Hubo un tiempo en que a los profesores de literatura nos dejaban enseñar literatura, así que todavía podíamos permitirnos uno de los mayores lujos del oficio: leer a nuestros alumnos los poemas de Ángel González. Había uno que gustaba especialmente a casi todos los estudiantes; era el que empieza con estos versos: «
Si yo fuera Dios / y tuviese el secreto / haría / un ser exacto a ti...». Se trataba de
Me basta así, una hermosa declaración de amor, bastante a la medida de los adolescentes que a partir de ese reclamo empezaban a interesarse por aquel hombre barbudo, con gafas gruesas, ovetense aunque con acento nada asturiano que había vivido muchos años entre España y Albuquerque, Nuevo México. Sin discusión, uno de los grandes poetas de la segunda mitad del siglo XX. Un hijo de la guerra que arrastraba consigo la rabia de aquella catástrofe pero transformada en energía poética. Porque ya desde
Áspero mundo su manera de entender la rebeldía y el compromiso mediante la palabra se había alejado decididamente del panfleto.
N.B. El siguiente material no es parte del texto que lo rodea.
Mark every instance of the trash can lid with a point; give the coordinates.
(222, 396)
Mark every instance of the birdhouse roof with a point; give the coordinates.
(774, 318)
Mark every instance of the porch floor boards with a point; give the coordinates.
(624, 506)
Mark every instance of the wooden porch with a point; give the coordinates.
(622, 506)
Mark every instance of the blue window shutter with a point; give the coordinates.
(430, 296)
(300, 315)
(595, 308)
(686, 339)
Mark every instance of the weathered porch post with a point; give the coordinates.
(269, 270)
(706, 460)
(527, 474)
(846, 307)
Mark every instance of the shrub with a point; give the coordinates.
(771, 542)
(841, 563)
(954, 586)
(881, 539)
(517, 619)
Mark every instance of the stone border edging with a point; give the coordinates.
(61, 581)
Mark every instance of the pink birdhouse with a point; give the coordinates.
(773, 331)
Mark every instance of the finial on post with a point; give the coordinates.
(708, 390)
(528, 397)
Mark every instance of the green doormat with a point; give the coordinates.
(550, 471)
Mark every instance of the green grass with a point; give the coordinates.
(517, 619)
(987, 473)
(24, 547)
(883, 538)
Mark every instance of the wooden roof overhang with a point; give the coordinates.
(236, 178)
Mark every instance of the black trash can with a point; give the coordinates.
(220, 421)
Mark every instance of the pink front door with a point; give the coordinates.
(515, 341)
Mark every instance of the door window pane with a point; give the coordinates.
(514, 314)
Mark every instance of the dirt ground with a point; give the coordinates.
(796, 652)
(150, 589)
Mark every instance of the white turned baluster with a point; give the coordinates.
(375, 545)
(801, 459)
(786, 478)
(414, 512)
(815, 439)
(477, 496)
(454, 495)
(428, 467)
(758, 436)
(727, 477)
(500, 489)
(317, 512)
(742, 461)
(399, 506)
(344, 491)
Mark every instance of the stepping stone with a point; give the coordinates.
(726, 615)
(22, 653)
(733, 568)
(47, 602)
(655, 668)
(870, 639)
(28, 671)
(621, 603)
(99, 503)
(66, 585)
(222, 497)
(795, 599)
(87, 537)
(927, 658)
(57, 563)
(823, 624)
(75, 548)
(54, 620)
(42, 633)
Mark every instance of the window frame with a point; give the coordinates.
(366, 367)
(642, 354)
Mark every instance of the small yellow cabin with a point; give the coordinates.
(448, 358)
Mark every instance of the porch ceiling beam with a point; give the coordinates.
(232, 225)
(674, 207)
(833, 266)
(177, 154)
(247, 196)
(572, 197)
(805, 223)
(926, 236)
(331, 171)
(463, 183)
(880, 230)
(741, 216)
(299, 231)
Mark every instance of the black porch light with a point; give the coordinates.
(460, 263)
La suya era una escritura tejida de «
la enloquecida fuerza del desaliento» por un lado pero de una sutil e inteligente ironía por otro. Pese a los diversos cambios que experimentó su poesía a lo largo de los años, hay en toda ella un tono inconfundible, un toque especial que a quien esto escribe siempre le ha parecido consecuencia de su profunda humanidad. Como Machado, huyó siempre de la épica y de la retórica grandilocuente, esos lastres que han malbaratado a tantos buenos poetas. Aun en sus libros más comprometidos como
Tratado de urbanismo supo transformar la conciencia histórica en sentimiento, un sentimiento que se resumía en «
este miedo difuso, / esta ira repentina, / estas imprevisibles / y verdaderas ganas de llorar». O en un humor sarcástico que no impedía la expresión tierna, afectuosa y directa. No es que Ángel González fuera un poeta sencillo. Lo que ocurre es que era un hombre cercano, y además dotado de un don singular para transmitir esa cercanía a sus poemas por más que escribir un poema —sentenció una vez― sea tan inútil como «
marcar la piel del agua».
Ángel González ha dejado en esta orilla ochenta y dos años muy bien empleados, entre versos y entre amigos, entre lecciones y farras.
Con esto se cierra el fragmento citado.